Die Autorinnen und Autoren der Analyse bemängeln jedoch mangelnde Klarheit in den Anlagerichtlinien der Top 30 Investoren: Im Hinblick auf den Frauenanteil ist dort meist von „Board“ die Rede, womit unklar bleibt, ob sowohl Aufsichtsrat als auch Vorstand gemeint sind – Erwartungen an den Vorstand definieren die untersuchten Investoren jedenfalls nicht separat.
Auch beim Schritt vom Festschreiben der Anlagekriterien zum praktischen Abstimmungsverhalten zeigen sich die 30 Top Investoren noch etwas zögerlich: Während 46,5 Prozent der Investoren im vergangenen Jahr im Einklang mit ihren Diversitätsanforderungen auf Hauptversammlungen abstimmten, votierten 38,7 Prozent entgegen der Anforderungen, die sie selbst in ihren Anlagekriterien definiert hatten. Die Studie kommt in dieser Hinsicht zu dem Schluss, „dass die untersuchten Investoren ihre Einflussmöglichkeiten für mehr Geschlechterdiversität in Aufsichtsräten in 53,5 Prozent der Fälle der tatsächlichen oder potenziellen Stimmabgaben – und damit zu einem überwiegenden Teil – nicht genutzt haben.“ Auch in punkto Internationalität setzten die Investoren ihre Macht beim Abstimmungsverhalten bisher nicht vollständig ein.
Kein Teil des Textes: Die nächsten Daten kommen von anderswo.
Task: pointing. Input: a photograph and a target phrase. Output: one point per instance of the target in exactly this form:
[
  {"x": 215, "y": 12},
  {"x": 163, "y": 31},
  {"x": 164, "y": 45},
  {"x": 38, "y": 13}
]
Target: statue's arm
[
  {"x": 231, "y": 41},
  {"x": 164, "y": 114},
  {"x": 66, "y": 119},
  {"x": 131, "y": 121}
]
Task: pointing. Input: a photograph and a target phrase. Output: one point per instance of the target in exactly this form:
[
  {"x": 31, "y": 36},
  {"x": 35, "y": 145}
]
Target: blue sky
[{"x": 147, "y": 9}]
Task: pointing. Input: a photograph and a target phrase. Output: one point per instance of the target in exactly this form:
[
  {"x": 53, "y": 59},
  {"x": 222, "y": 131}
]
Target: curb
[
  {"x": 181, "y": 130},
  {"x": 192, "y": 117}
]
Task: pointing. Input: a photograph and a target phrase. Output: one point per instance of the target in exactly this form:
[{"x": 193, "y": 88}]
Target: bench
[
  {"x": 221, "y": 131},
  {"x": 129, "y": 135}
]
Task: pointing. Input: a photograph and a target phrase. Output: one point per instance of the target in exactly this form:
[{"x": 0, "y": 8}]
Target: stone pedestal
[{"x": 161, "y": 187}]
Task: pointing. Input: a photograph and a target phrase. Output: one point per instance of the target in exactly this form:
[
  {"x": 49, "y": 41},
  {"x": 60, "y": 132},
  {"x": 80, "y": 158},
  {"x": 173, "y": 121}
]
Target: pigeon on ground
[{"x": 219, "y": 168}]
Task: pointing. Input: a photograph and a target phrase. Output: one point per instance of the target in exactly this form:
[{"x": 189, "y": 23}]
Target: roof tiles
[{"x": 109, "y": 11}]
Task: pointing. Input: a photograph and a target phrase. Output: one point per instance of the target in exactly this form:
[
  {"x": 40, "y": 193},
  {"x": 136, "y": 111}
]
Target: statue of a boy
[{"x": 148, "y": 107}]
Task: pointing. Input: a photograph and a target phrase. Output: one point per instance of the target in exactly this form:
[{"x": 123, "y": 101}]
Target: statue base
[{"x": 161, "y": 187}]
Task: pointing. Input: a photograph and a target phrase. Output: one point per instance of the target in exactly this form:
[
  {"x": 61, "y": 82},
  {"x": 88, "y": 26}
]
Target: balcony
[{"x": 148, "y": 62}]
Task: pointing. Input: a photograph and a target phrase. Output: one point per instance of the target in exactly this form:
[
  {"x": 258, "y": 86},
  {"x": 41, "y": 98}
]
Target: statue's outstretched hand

Ursache für Verzögerung der Umsetzung: fehlende Tranparenz
Als einen der Gründe für die zögerliche Realisierung der beschriebenen Anforderungen sehen die Autorinnen und Autoren der Studie mangelnde Transparenz bei den Daten. „Aussagekräftige Daten zum Diversitätsgrad in Beteiligungsunternehmen sind aufgrund wenig bedarfsgerechter Offenlegungspflichten meist kaum verfügbar und können nur mühsam und in Teilen nachrecherchiert werden“, heißt es. Den Investoren wird es dadurch erschwert, Daten zu vergleichen und ihre Anforderungen konsequent durchzusetzen.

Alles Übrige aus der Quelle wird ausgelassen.